Press "Enter" to skip to content

You Always Act Like I’m the Bad Guy Just Because My House Is a Volcano Shaped Like a Skull

Listen, I know I’m not perfect, and I know I’m not always my “best self,” but I’m sick of everyone in this town acting like everything I do is evil or something. You guys can’t just keep holding onto these few stray instances and pretending like I’m the bad guy all of the time. For example, that time I made an excellent real estate deal.

First of all, who cares where it is, it’s only going to go up in value. I understand that the plot is at the base of an active volcano, but that’s why it was such a great deal! And so what if the house I built into it looks kind of like a skull. Or “a lot like a skull” as you all keep saying. It’s cool, deal with it.

Then there are my collectibles that you keep prodding me about. Let it go, you’re just jealous of my incredible pieces: my Bill-Koch-owned Thomas Jefferson wine forgery, my miniature Marvin Heemeyer bulldozer replica, my Jeff Bezos autographed Amazon box.

“Oh, anyone with his own personal Nazi museum in his volcano skull compound must be evil!” you say. Nonsense! I dedicated a small wing of my home to Nazi paraphernalia to remind me not to be that way! What do you people do to remind yourselves not to act like Hitler? Oh, nothing? Real responsible.
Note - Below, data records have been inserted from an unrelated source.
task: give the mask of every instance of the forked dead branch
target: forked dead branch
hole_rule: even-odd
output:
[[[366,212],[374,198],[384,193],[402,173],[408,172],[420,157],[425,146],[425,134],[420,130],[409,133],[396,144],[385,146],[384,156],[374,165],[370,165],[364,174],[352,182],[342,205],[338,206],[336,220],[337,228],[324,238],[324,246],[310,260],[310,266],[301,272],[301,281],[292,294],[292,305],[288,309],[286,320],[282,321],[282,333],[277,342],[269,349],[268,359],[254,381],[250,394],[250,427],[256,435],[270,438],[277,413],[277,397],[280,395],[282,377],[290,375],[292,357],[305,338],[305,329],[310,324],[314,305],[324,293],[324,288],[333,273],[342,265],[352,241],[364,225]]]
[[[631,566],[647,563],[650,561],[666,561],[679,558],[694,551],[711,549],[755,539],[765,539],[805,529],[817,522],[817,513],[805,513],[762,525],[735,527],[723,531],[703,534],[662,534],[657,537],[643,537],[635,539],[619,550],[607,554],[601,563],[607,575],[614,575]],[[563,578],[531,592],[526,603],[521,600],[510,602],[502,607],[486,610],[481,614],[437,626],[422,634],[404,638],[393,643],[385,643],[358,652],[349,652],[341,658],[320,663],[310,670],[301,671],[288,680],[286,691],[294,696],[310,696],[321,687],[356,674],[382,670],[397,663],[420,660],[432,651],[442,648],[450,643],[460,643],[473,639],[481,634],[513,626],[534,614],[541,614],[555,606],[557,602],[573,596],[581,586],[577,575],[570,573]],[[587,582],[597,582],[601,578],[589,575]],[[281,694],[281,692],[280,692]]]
Then of course there’s the barely noticeable little piece of kryptonite I keep in a VERY SAFE lead-infused glass case on my desk. You people just love holding my feet to the fire on that one. As I have stated 1000 times before, I have that JUST IN CASE Superman goes crazy one day! Trust me, he appreciates the fact that guys like me are out there keeping him in check!

And now you’re critical of my inventions! These are just little hobbies that keep me occupied. Plenty of people have workshops in their basement or work on an old car in their garage. I don’t see how my lab is any different. Plus, I’ve told you repeatedly that the giant modified laser pointer slowly inching towards the end of that conveyor belt is just an experiment, no one’s going to get hurt.

I promise I’ll unstrap that dapper gagged gentleman in the tuxedo as soon as he apologizes for what he’s done, and way before the laser beam reaches him.

I could come up with a bunch of examples that make you guys look like the bad guy. But I’m not going to do that, because I’m a nice person, and I have enough firepower to level this town if I ever have to, so whatever.